Aujourd’hui le combat contre les problèmes sociaux du racisme et du sexisme se transpose dans le domaine artistique. Les oeuvres et les artistes sont soumis au même rigorisme que les politiciens et les juges que l’on veut irréprochables. Les artistes sont considérés comme des figures publiques qui se doivent d’être exemplaires. Quant aux oeuvres, elles sont prises comme des reflets directs de la société : nous leur prêtons la capacité de conditionner les lecteurs et les spectateurs, d’inciter le viol et la haine, ce qui traduit un nouveau rapport entre l’art et la société, lorsque l’art doit être au service de ce bien commun défini par les regroupements progressistes. La création est devenue un outil pour travailler les représentations sociales, et non pas un espace du fantasme, un territoire abstrait, une expérimentation au coeur de l’expérience humaine. Le tribunal de l’opinion a tôt fait de livrer une lecture littérale des oeuvres et de condamner les artistes renégats en les privant des moyens de produire et en marquant d’opprobre leur héritage artistique ainsi que tous ceux qui persistent à l’admirer. Cela signifie la disparition de l’exception artistique, la fin du monstre créateur par trop égocentrique et peut-être immoral.

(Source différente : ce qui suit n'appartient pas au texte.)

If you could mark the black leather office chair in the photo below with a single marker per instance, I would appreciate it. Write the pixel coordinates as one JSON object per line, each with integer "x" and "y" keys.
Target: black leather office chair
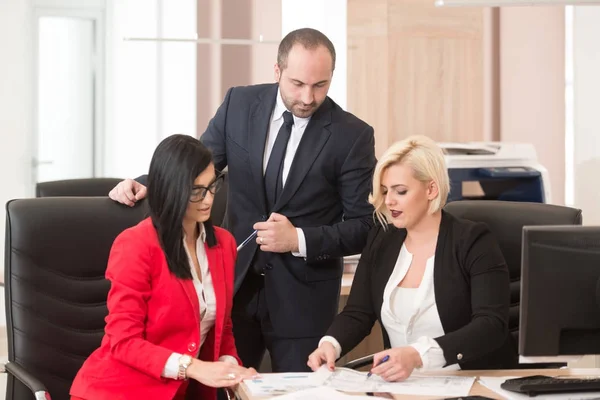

En proposant cette problématique, nous ne suggérons pas que l’art soit un prétexte valable pour excuser les violences sexuelles, la pédophilie, l’antisémitisme, la haine, le fascisme. Nous voulons attirer l’attention sur le fait que l’art est attaqué lorsqu’il est présenté comme un culte de l’élite, une dérive des privilégiés et même, selon certains critiques, un besoin archaïque d’idolâtrer le patriarche abusif. Les notions de « génie » et de « talent » sont déjà bannies, elles paraissent affreusement inégalitaires. Le domaine artistique met en valeur l’inventivité de quelques individus, mais l’indépendance d’esprit de ces individus, qui n’adhèrent pas au discours de leur groupe, irrite fortement ceux qui n’ont pas une haute idée de l’art, ceux qui n’attaqueront pas l’art directement, pour lesquels ce n’est que le jeu d’une classe aisée, une fétichisation de la marchandise pour le 1 %, la sous-industrie d’un spectacle absurde et abrutissant. Ils n’attendent pas de l’artiste qu’il enrichisse et diversifie le monde, c’est pourquoi ils ne veulent pas lui donner un statut particulier, une liberté plus grande, le droit d’être différent. Ils voudraient plutôt un art qui serait une vitrine pour les groupes, une animation pour susciter l’esprit citoyen.

En effet, il faudrait se méfier de l’art qui, semble-t-il, pousse les individus à l’excès, les révèle ambivalents et contradictoires, rabelaisiens et… imparfaits ! Il faudrait se méfier de l’art, car le métier d’artiste requiert notamment masochisme, impulsivité, obsession, folie des grandeurs, bipolarité, doute, narcissisme et exigences démesurées chez les hommes comme chez les femmes. La fin de l’individu, irréductible et autonome, entraînerait la fin de l’art.

Nous devons avoir une tolérance zéro pour les violences sexuelles et les discours haineux, du reste condamnés par les lois, mais ce rigorisme doit-il s’étendre aux films, aux romans, aux poèmes, aux pièces de théâtre, aux performances ? Est-ce que la société peut se priver de l’exception artistique ? Nous vivons une période de purge cathartique, c’est-à-dire de purgation au sens archaïque de katheiro : « débarrasser le territoire des monstres ». C’est le paradoxe d’une époque qui met au premier plan l’accueil de la diversité et le respect de l’égalité, mais qui croit par ailleurs que l’on peut assainir la société en se débarrassant d’individus trop marqués par la différence, en effaçant des oeuvres entachées par la honte.